US Leaves Iraq

On board the aircraft carrier USS Abraham Lincoln, with the entire crew assembled on deck, and visibly pleased with himself, President George W. Bush went straight to the point: “Mission accomplished.” It was May 1, 2003, and U.S. troops had occupied Baghdad, the great cave that had sheltered the world’s second most wanted man, Saddam Hussein (the first was still Osama bin Laden, and remained so for a long time). It had taken the invading army a month and a half from the night of March 19-20, 2003, when Bush had given the order to attack — without sufficient legal and regulatory backing from the U.N. — after a prolonged and unsavory manipulation of the facts to justify the invasion. Amid a rarefied political climate, several government leaders — among them the British Prime Minister, Tony Blair, and the Spanish President, Jose Maria Aznar — joined with Bush in deciding to unleash a war which seriously compromised the international legal order, led to deep divides in the European Union and fostered a dangerous alienation between East and West.

The social, legal and political consequences of that decision, for the most part negative, are still the subject of study and controversy. Naturally the world will struggle to recover from the damage inflicted by a U.S. government which, at that time, was still motivated by post-9/11 syndrome. If one thing has become clear, it is that fear, revenge and business perspectives are conducive neither to peace nor to negotiated, peaceful solutions to conflict situations.

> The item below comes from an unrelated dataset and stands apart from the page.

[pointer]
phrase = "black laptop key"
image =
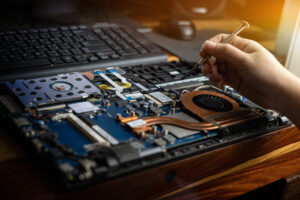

It has taken eight years and a few months for the then-victorious troops to complete their withdrawal from Iraq in a retreat that has not been presented as such, but rather as if the object of the mission had in fact been accomplished, despite the absence of victory parades and solemn ceremonies to celebrate and mark the troops’ return. President Barack Obama, who gave the order to return home, has seen fit to state that his troops are leaving behind a “sovereign, self-reliant and democratic Iraq,” with a representative government elected by its people. He didn’t mention that Iraq has been left devastated and despoiled, with tens of thousands of fatalities and refugees. Almost simultaneously with Obama’s words — destined to go down in history, like those of Bush — the strained sectarian relations between the Shiite majority and the Sunni minority ostensibly deteriorated.

With both branches of Islam represented in a brand new parliament and a precarious unity government, Iraq’s Sunni Vice President Tariq al-Hashemi fled to Iraqi Kurdistan last week to avoid accusations of organizing terrorist operations against his own people. The Shiite Prime Minister, Nouri al-Maliki, issued an immediate warrant for his arrest. And all the while, terrorist bombs go off in the country’s marketplaces and nerve centers, causing numerous civil victims among a population mired in misery.

During the occupation, shameful human rights violations took place at Abu Ghraib Prison, and despot Saddam Hussein, unshaven and emaciated, was pulled from the spider hole where he had been hiding to be hung on live TV. The war is over, the chaos goes on.